Description
Pandas version checks
-
I have checked that this issue has not already been reported.
-
I have confirmed this bug exists on the latest version of pandas.
-
I have confirmed this bug exists on the main branch of pandas.
Reproducible Example
import pandas as pd
df = pd.read_sas(path_to_file)
where path_to_file is the path to file whose load had been working till recently
The error is:
Traceback (most recent call last):
File "C:\Users\XXXXXXX\Anaconda3\lib\site-packages\pandas\io\sas\sas7bdat.py", line 204, in __init__
self._parse_metadata()
File "C:\Users\XXXXXXX\Anaconda3\lib\site-packages\pandas\io\sas\sas7bdat.py", line 409, in _parse_metadata
done = self._process_page_meta()
File "C:\Users\XXXXXXX\Anaconda3\lib\site-packages\pandas\io\sas\sas7bdat.py", line 415, in _process_page_meta
self._process_page_metadata()
File "C:\Users\XXXXXXX\Anaconda3\lib\site-packages\pandas\io\sas\sas7bdat.py", line 447, in _process_page_metadata
subheader_index = self._get_subheader_index(
File "C:\Users\XXXXXXX\Anaconda3\lib\site-packages\pandas\io\sas\sas7bdat.py", line 462, in _get_subheader_index
raise ValueError("Unknown subheader signature")

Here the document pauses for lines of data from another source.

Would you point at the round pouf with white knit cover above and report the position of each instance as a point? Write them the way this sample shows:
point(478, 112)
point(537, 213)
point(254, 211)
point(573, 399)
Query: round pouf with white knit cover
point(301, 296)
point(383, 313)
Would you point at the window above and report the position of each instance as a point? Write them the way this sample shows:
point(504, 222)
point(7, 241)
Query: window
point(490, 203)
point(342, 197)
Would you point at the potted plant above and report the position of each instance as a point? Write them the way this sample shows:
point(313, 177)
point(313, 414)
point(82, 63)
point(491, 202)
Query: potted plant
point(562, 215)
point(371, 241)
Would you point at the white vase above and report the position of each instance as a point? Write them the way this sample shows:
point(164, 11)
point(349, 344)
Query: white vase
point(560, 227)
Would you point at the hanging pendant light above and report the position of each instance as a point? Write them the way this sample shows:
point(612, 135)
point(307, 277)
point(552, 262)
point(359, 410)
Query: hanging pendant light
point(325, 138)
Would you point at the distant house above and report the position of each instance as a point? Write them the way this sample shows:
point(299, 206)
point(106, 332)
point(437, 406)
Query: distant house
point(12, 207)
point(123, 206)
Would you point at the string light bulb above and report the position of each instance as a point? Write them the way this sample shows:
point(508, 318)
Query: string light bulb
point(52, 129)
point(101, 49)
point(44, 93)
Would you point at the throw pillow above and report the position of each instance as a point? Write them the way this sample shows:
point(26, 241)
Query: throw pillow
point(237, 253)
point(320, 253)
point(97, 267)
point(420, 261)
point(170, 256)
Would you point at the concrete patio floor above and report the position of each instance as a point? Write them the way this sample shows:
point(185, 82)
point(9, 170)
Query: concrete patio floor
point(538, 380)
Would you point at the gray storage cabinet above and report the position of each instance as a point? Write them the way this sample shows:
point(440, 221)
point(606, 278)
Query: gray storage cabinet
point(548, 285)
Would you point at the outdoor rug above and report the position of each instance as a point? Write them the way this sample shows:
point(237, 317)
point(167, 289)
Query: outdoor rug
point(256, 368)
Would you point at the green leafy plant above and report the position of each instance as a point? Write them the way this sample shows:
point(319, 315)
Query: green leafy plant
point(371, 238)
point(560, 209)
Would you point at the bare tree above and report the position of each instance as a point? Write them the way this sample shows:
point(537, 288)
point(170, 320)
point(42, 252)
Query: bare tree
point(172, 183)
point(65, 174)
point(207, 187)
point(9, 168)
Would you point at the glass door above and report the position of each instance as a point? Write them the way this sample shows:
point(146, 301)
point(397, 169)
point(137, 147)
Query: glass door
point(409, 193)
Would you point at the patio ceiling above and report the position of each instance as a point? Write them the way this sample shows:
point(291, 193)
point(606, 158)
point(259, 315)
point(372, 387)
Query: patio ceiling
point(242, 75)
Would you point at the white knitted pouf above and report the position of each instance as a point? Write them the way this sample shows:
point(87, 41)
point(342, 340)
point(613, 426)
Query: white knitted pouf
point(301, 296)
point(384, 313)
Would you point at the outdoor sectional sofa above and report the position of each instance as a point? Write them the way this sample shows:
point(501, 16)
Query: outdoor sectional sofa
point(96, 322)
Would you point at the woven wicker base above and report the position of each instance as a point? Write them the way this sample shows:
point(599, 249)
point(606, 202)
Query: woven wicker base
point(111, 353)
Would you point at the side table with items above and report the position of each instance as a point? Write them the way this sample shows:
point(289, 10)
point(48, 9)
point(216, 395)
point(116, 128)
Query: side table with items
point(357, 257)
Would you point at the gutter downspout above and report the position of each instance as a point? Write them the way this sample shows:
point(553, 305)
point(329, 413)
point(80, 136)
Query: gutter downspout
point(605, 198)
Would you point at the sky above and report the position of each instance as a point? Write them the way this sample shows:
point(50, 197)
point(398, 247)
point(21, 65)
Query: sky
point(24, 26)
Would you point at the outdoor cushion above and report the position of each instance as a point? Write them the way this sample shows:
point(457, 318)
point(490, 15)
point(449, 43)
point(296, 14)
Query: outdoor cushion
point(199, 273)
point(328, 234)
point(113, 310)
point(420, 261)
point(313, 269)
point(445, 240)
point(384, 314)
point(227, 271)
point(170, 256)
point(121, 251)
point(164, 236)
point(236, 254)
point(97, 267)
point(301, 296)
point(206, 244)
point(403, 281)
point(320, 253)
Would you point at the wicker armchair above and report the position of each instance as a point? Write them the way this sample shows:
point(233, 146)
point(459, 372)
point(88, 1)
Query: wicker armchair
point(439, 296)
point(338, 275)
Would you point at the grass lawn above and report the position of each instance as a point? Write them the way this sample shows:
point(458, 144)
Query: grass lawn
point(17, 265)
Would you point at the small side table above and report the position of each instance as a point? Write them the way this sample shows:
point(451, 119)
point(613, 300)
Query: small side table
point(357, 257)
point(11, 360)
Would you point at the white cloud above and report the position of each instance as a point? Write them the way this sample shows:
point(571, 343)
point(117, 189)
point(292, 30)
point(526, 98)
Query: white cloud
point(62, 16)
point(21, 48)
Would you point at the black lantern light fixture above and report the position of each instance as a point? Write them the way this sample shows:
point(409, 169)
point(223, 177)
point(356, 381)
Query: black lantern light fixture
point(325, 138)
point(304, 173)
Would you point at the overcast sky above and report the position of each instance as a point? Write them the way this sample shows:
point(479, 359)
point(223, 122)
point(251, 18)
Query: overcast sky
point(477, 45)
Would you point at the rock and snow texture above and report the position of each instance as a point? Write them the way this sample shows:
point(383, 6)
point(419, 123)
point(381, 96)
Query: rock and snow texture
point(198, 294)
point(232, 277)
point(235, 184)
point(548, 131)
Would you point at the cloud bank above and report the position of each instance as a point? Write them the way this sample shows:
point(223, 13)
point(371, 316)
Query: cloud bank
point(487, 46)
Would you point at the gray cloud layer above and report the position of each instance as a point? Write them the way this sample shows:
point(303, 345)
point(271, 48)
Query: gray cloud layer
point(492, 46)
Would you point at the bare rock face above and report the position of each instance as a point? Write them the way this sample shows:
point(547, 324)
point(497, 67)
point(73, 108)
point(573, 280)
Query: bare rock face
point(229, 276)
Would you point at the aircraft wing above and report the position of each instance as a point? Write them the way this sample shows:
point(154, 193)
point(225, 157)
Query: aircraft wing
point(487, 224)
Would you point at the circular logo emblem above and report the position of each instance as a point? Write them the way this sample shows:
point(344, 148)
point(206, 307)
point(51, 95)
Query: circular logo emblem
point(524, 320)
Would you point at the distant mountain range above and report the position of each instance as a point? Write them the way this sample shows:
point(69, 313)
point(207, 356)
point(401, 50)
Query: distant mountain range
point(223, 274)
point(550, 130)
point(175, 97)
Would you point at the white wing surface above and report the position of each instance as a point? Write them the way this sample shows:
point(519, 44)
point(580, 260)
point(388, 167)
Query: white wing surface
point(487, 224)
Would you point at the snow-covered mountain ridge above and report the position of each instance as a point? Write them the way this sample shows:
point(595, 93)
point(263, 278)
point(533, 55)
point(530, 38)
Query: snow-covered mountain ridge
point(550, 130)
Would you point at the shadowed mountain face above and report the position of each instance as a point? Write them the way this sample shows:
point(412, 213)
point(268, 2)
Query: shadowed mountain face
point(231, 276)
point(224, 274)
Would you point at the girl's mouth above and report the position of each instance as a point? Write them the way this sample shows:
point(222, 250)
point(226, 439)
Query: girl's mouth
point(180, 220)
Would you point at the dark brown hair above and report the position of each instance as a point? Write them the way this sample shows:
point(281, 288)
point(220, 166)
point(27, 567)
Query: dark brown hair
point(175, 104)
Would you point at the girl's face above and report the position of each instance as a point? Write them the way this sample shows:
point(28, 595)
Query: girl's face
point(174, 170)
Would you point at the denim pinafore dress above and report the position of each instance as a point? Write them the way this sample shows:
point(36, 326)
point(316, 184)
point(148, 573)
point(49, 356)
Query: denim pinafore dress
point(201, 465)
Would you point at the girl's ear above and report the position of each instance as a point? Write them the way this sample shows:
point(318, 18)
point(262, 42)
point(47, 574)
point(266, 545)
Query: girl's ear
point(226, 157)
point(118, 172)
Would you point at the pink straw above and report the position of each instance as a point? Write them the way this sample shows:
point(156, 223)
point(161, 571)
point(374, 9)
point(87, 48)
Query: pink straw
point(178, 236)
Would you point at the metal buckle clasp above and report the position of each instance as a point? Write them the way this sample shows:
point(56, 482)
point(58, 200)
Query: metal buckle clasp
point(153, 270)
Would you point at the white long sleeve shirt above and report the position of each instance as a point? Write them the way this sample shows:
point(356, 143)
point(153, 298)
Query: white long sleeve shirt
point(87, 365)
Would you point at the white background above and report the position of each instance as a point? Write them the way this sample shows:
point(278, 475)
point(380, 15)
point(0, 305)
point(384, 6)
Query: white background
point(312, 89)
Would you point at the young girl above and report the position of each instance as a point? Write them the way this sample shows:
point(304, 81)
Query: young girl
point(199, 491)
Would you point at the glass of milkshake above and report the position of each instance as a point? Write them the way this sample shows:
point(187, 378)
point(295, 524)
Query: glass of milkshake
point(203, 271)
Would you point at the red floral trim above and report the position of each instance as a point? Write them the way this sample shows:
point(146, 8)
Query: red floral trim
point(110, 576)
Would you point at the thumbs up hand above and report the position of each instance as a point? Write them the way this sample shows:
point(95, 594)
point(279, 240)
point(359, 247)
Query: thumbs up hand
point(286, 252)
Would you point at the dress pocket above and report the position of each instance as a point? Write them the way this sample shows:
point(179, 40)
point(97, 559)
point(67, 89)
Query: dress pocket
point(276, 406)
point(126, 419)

ValueError: Unknown subheader signature
python-BaseException
Issue Description
It seems to me that the problem is related to the encoding of the sas file. The encoding of this file that doesn't work, and also of files that work is latin9 European (ISO) according to SAS.
The error is produced when trying to find the index coresponding to a certain signature in the instruction:
index = const.subheader_signature_to_index.get(signature)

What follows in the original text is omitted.